Friday, November 7, 2008

Hezbollah "Hails" Obama

http://www.earthtimes.org/articles/show/240393,lebanese-officials-and-hezbollah-hail-obamas-election.html

I would first like to begin with the slight bias of this article by the Earth Times. Let's begin with the very first sentence, "Lebanon's Shiite House speaker Nabih Berri, who is also close to the radical Shiite Hezbollah, hailed Thursday the election of Barack Obama as the next US president, urging him to push forward Middle East peace process". The author uses two code words, "close" when describing Berri's relationship with Hezbollah which is in fact misleading because Berri is often the negotiator between Hezbollah-led opposition and the pro-Government factions of the parliament, indeed he is Shi'i and leader of AMAL but by no means does he pose any real influence within the Hezbollah decision making process, "close" is code for the next word used, "radical" when describing Hezbollah. "Radical" is code for terrorist and fundamentalist.

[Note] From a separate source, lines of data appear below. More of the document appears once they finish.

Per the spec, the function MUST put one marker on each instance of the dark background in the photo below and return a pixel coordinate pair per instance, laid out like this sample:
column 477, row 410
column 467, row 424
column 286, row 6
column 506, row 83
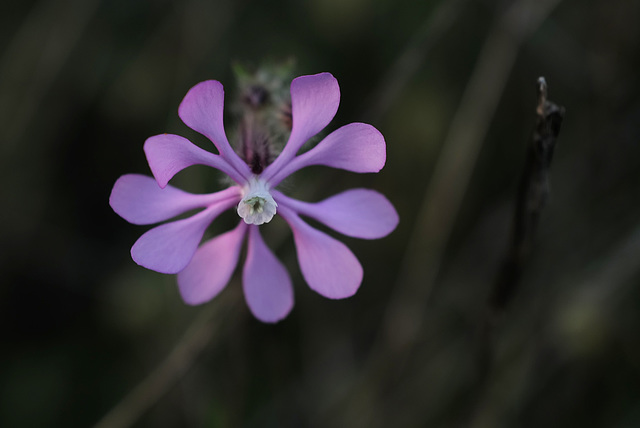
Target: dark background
column 83, row 83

However, moving forward, this article did pose an interesting situation, a situation in which all Lebanese factions seem to have agree with the notion that Obama's election was good for Lebanon, and the Middle East.

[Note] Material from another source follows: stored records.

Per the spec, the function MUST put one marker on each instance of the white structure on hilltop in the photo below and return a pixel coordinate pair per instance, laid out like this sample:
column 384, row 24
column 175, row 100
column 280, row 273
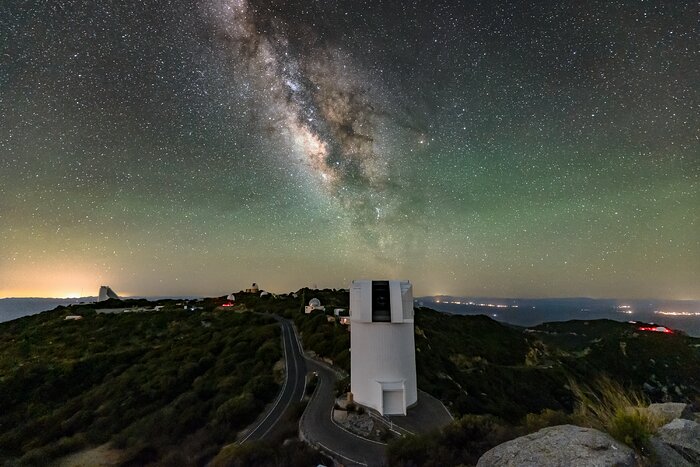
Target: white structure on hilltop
column 314, row 304
column 106, row 293
column 382, row 346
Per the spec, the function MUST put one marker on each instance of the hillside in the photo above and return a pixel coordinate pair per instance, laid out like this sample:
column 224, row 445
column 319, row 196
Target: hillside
column 173, row 385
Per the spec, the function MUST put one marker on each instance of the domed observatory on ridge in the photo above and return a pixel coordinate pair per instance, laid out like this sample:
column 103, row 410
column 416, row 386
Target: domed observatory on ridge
column 382, row 347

"Nawaf Moussawi, head of the international relations of Shiite group Hezbollah also welcomed Obama's victory, saying that "change will definitely come" in US policy".

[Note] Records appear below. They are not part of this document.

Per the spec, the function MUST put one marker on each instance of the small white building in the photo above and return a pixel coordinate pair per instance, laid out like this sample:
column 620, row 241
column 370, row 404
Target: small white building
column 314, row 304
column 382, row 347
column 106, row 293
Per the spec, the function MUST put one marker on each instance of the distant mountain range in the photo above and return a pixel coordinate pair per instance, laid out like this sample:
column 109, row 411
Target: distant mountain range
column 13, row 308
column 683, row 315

I thought this was very telling of Hezbollah that they were welcoming of Obama's rise to primacy. It shows the underlying reason as to why Hezbollah was created, in the name of social justice., equality, welfare, and empowering the deprived. Obama represents the realization that the old racial barriers, agony, discrimination, that African-Americans have fought and died for since the creation of the United States of America can be overcome. That the "under-dog" can win, even against the greatest odds. Obama's movement was formulated at the grass roots level with a coalition of the workingmen, the poor, the disenfranchised, the college elites, women, and the general youth. This is in fact quite similar to Hezbollah's roots.

According to Lara Deeb Hezbollah was formed off the belief that Shiites must have their fair representation and can no longer be discriminated against and that Lebanese society must break down this Confessional System of power which artificially represents equality when in fact it mandates inequality. Deeb states, "Initially, this growing urban population of mostly Shi‘i poor in Lebanon was not mobilized along sectarian lines...Al-Sadr offered the “Movement of the Deprived,” dedicated to attaining political rights for the dispossessed within the Lebanese polity. A militia branch of this movement, Amal, was founded at the start of the Lebanese civil war in 1975. Alongside al-Sadr, there were also other activist Lebanese Shi‘i religious leaders, most of whom had also studied in Najaf, who worked to establish grassroots social and religious networks in the Shi‘i neighborhoods of Beirut".

The lines are parallel, it seems that the similarities lie within the parameters of how each movement built their social network.